Scanning EM analysis of the interaction between Jurkat T cell and anti-CD3–coated beads. Untransfected Jurkat T cells (a), T cells transfected with GFP-ActA repeats (b), and T cells transfected with GFP-ActA repeats F > A (c) were incubated with anti-CD3–coated beads, fixed, and processed for scanning EM. Jurkat T cells, which expressed GFP-ActA repeats, formed a very loose contact with the bead. In contrast, control T cells or cells which expressed the mutated GFP-ActA repeats extended sheet-like protrusions that almost completely surrounded the beads. Bar, 5 μm.

(a–b′) Delocalization of the Arp2/3 complex by the COOH terminus of Scar1 inhibits the actin reorganization at the T cell–bead interface. Jurkat T cells were transfected with myc-tagged ScarWA (a and a′) or ScarW (b and b′), incubated with anti-CD3–coated beads, fixed, and stained with fluorescent phalloidin and anti-myc antibodies. In Jurkat T cells, which expressed ScarWA, the actin accumulation at the T cell–bead interface is impaired (a, arrow), whereas T cells transfected with ScarW show a normal actin rearrangement (b, arrow; a and b, fluorescent phalloidin; a′ and b′, myc tag labeling). (c–f′) In T cells expressing ScarWA, Evl, Fyb/SLAP, and WASP accumulated at the T cell–bead interface. Jurkat T cells were transfected with myc-tagged ScarWA, incubated with anti-CD3–coated beads, fixed, and stained with antibodies to Evl (c), Fyb/SLAP (d), WASP (e), Arp3 (f), and myc tag (c′–f′). Note that the Arp2/3 complex did not localize at the T cell–bead interface. Bar, 5 μm.

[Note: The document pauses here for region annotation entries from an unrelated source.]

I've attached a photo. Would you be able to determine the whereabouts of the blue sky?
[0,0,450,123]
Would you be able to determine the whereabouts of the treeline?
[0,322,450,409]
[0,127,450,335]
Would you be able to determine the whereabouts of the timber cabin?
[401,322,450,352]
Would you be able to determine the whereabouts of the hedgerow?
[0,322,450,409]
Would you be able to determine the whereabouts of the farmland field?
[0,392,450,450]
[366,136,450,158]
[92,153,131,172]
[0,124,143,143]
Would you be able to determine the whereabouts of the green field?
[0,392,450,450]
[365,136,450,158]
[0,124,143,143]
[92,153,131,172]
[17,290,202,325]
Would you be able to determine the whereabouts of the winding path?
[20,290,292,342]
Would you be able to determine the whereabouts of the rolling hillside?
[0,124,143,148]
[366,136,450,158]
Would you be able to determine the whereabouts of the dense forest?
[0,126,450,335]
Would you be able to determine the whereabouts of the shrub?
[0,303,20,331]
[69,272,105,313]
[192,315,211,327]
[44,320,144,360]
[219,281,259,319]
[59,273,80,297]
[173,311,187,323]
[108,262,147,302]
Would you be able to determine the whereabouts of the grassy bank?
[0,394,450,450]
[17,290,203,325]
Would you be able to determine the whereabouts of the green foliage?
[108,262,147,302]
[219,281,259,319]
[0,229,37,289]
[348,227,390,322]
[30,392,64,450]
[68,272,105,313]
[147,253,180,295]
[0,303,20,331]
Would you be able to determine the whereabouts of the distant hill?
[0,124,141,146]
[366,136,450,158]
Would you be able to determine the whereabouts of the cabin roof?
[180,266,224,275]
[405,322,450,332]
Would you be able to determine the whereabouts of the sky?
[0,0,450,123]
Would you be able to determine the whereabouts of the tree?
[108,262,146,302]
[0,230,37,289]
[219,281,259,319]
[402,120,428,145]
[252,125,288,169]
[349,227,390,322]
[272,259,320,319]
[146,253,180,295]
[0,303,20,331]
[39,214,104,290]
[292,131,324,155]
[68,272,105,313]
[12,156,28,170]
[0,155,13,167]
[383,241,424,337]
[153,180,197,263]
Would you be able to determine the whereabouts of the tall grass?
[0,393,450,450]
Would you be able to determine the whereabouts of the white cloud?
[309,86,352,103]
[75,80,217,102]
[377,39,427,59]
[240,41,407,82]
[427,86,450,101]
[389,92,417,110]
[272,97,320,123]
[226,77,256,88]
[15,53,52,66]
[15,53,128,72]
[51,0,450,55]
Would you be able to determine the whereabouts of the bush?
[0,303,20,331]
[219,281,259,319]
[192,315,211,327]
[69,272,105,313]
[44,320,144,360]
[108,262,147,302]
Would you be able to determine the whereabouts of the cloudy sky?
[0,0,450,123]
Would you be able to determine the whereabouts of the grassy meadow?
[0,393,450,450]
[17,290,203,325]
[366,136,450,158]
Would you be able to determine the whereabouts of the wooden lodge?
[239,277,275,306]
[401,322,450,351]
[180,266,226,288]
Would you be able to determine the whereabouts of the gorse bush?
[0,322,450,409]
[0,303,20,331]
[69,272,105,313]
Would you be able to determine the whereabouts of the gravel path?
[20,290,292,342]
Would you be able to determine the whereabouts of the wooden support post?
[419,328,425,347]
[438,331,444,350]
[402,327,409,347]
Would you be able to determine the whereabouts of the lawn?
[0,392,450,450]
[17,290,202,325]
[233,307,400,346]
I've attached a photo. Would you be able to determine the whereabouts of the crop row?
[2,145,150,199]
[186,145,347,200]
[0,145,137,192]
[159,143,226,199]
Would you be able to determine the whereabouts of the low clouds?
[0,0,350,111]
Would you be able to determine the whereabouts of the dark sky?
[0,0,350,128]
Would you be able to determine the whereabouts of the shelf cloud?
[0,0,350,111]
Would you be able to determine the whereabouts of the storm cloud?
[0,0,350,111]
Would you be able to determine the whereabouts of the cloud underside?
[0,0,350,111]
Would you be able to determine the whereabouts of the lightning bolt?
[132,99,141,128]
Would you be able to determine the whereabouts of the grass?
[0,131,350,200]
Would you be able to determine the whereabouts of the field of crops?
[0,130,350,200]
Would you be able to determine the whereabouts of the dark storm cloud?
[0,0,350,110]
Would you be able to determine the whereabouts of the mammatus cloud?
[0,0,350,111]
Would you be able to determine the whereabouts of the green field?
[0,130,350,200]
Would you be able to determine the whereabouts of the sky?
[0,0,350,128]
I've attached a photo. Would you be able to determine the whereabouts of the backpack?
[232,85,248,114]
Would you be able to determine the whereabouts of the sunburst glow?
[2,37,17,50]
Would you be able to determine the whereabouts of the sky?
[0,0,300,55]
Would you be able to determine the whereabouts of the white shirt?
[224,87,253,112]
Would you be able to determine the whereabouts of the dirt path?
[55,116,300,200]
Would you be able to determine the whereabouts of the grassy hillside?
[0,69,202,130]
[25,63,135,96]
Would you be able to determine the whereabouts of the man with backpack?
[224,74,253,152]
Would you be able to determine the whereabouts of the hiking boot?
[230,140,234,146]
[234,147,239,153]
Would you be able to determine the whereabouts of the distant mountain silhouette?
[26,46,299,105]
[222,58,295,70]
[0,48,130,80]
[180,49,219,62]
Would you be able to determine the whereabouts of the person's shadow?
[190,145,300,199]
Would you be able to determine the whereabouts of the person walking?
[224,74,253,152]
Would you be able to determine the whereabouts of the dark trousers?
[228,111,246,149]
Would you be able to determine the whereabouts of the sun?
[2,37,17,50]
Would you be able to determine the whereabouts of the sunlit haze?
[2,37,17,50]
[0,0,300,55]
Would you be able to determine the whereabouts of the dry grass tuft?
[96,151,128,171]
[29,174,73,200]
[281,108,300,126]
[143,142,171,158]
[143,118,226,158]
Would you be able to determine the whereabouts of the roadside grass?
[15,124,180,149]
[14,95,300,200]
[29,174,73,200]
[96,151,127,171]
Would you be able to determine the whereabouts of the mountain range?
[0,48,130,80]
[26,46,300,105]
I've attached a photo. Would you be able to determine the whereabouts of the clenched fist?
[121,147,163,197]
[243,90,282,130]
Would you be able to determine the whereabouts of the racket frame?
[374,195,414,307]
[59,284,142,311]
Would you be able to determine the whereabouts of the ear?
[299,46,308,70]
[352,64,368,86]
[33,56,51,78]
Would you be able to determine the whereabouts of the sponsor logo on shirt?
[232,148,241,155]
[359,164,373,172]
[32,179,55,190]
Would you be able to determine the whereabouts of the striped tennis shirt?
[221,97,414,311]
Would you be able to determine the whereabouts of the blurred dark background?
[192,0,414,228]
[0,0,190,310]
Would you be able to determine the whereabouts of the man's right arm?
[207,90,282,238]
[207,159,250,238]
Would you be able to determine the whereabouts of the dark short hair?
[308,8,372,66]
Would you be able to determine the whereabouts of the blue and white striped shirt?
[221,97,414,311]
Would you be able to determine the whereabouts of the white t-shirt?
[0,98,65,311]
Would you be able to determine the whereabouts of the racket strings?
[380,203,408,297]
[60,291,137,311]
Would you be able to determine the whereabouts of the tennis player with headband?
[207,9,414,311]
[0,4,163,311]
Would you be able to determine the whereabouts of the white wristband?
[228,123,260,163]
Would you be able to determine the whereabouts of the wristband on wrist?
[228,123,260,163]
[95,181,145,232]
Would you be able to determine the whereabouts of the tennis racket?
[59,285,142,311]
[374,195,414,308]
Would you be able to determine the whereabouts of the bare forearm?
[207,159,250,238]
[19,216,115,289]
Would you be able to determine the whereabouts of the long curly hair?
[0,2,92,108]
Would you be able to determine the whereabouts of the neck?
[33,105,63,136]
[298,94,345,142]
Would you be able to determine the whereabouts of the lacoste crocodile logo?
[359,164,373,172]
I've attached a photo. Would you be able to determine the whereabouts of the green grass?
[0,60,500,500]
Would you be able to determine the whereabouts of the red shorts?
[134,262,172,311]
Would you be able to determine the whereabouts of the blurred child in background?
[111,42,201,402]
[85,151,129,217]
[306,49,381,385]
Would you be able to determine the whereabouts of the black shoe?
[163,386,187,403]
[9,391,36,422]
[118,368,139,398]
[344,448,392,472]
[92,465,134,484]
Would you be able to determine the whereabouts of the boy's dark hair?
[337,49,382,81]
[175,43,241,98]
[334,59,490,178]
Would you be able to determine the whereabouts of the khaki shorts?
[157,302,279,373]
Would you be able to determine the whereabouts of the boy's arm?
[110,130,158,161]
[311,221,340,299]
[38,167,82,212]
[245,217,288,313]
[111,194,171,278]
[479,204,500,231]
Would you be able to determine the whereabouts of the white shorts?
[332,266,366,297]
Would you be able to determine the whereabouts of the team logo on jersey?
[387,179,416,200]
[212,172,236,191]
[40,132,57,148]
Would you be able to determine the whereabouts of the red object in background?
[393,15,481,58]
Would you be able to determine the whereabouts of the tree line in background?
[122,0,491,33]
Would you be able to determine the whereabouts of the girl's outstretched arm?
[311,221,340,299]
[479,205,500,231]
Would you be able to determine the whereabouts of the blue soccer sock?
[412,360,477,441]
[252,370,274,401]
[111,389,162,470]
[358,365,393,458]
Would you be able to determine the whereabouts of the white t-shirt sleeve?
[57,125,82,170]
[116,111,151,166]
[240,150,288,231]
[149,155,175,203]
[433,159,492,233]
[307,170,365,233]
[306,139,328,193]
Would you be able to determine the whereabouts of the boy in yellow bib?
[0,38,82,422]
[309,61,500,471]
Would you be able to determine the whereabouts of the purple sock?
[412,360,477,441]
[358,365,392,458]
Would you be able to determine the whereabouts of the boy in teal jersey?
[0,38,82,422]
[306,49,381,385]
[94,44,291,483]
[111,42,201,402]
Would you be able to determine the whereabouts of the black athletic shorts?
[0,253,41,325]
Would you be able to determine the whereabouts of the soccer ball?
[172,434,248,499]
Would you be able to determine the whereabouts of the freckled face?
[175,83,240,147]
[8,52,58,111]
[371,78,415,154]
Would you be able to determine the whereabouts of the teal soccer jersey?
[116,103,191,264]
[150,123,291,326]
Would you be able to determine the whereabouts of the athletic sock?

(a) Fyb/SLAP coimmunoprecipitates with WASP. Lysates of activated Jurkat T cells were incubated with the WASP-specific antiserum Fus3. Immune complexes were collected using protein A–agarose. Bound proteins were resolved by SDS-PAGE, blotted, and probed with polyclonal antibodies #51 to Fyb/SLAP. (lane 1) Cell extract of activated Jurkat T cells; (lane 2) immunoprecipitation with a nonimmune serum; and (lane 3) immunoprecipitation using a WASP-specific antiserum. (b) Fyb/SLAP, SLP-76, Nck, and WASP form a multiprotein complex in Jurkat T cells. Lysates from nonstimulated (NST) or stimulated (ST) Jurkat T cells were immunoprecipitated using the WASP mAb #67B4, resolved by SDS-PAGE, blotted, and probed with antibodies to Fyb/SLAP, SLP-76, and Nck. As negative control, lysates were immunoprecipitated using an antibody to a bacterial protein. To exclude nonspecific trapping, WASP immunoprecipitated from lysates of activated T cells were probed using a zyxin mAb. (c) The stimulation of Jurkat T cells results in the association of additional tyrosine-phosphorylated proteins with the complex. WASP immunoprecipitates from lysates of nonstimulated (NST) or stimulated (ST) Jurkat T cells were resolved by SDS-PAGE and probed with an antibody to phosphotyrosine. Note the appearance of three additional bands in stimulated T cells. hc, heavy chain; lc, light chain. Molecular weight markers are indicated on the left in (a and b) and on the right in (c).

(a) Model describing intermolecular interactions and signal transduction pathways leading to the cytoskeletal remodeling and T cell activation upon TCR ligation (adapted from Koretzky 1997). Ena/VASP family proteins and WASP are linked through a molecular chain formed by Fyb/SLAP, SLP-76, and Nck (red highlighted proteins) to the T cell–bead interface (see text for further details). The green line in the Fyb/SLAP molecule indicates the EVH1 domain–binding site. (b) Schematic representation of the proteins involved in the actin-based motility of Listeria monocytogenes showing the recruitment of Ena/VASP family proteins and Arp2/3 complex to the bacterial surface protein ActA.